Teaching for Learning

Essential Question: What teaching strategies make the best use of what we know about how people learn?

Brooks and Brooks (1993) list five conditions that exist in many classrooms today that are impediment to learning: 
  • Classrooms are dominated by teacher talk.
  • Most teachers rely heavily on textbooks.
  • Students are encouraged to work in isolation on tasks that require low-level skills rather than higher-order reasoning.
  • Student thinking is devalued in most classrooms. Teachers seek to enable students to know the "right" answer.
  • Schooling is premised on the notion that there exists a fixed world that the learner must come to know. 
Constructivism

The solution , according to Brooks and Brooks and many others, is that teachers need to become constructivists; that is, "in the classroom, they must provide a learning environment where students search for meaning, appreciate uncertainty, and inquire responsibly" (1993, p.v.).

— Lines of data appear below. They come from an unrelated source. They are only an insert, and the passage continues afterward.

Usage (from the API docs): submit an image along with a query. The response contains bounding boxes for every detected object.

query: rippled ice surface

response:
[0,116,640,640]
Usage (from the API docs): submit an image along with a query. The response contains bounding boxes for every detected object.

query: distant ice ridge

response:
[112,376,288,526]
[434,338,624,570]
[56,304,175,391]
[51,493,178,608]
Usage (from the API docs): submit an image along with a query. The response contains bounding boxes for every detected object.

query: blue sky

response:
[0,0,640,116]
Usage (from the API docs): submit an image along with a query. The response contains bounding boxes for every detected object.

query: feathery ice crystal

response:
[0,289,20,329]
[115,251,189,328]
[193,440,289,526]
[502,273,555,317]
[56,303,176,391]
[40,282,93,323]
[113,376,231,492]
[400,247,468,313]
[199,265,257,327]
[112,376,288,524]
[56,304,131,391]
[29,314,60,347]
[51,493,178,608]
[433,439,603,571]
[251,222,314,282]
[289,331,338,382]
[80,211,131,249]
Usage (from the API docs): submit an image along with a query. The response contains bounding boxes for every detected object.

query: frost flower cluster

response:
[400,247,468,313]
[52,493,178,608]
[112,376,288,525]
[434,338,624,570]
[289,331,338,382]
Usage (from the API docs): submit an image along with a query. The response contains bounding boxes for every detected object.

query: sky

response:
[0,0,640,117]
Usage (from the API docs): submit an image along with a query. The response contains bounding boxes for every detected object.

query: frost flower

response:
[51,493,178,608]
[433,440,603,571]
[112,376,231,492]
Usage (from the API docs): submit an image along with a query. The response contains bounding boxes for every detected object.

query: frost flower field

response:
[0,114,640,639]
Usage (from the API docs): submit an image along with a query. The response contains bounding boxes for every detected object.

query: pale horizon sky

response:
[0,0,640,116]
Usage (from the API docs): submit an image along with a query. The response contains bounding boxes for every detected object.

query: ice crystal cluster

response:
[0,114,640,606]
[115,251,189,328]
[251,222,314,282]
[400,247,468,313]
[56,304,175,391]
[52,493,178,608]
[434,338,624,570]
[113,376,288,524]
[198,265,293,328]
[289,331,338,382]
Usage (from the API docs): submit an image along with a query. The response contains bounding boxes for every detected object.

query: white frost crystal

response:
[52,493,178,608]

There are five overarching principles to constructivist pedagogy:
  • Posing problems of emerging relevance to learners 
  • Structuring learning around "big ideas" or primary concepts
  • Seeking and valuing students' point of view
  • Adapting curriculum to address students' suppositions 
  • Assessing student learning in the context of teaching (Brooks and Brooks, 1993)
The constructivist point of view suggests that we construct our own understanding of the world in which we live. Sometimes, what we see makes sense to us based on our previous understandings; at other times, it's not consistent with what we understand, so we either alter it to fit our set of rules or change our set of rules to acknowledge this new information. Learning is not discovering more, but rather interpreting through a different scheme or structure (Brooks and Brooks, 1993). The goal for students is not to repeat what the teacher or the textbook has provided but to internalize the information that is around them so that they can generate their own meaning.


Piaget was one of the best-known advocates for constructivism. He described scientific thought as a dynamic process of continual construction and reorganization. However, his findings were not readily accepted by educators. In contrast, the work of behaviorists such as Skinner (1953) and Thorndike and Stein (1937) described human behavior as a stimulus-response relationship.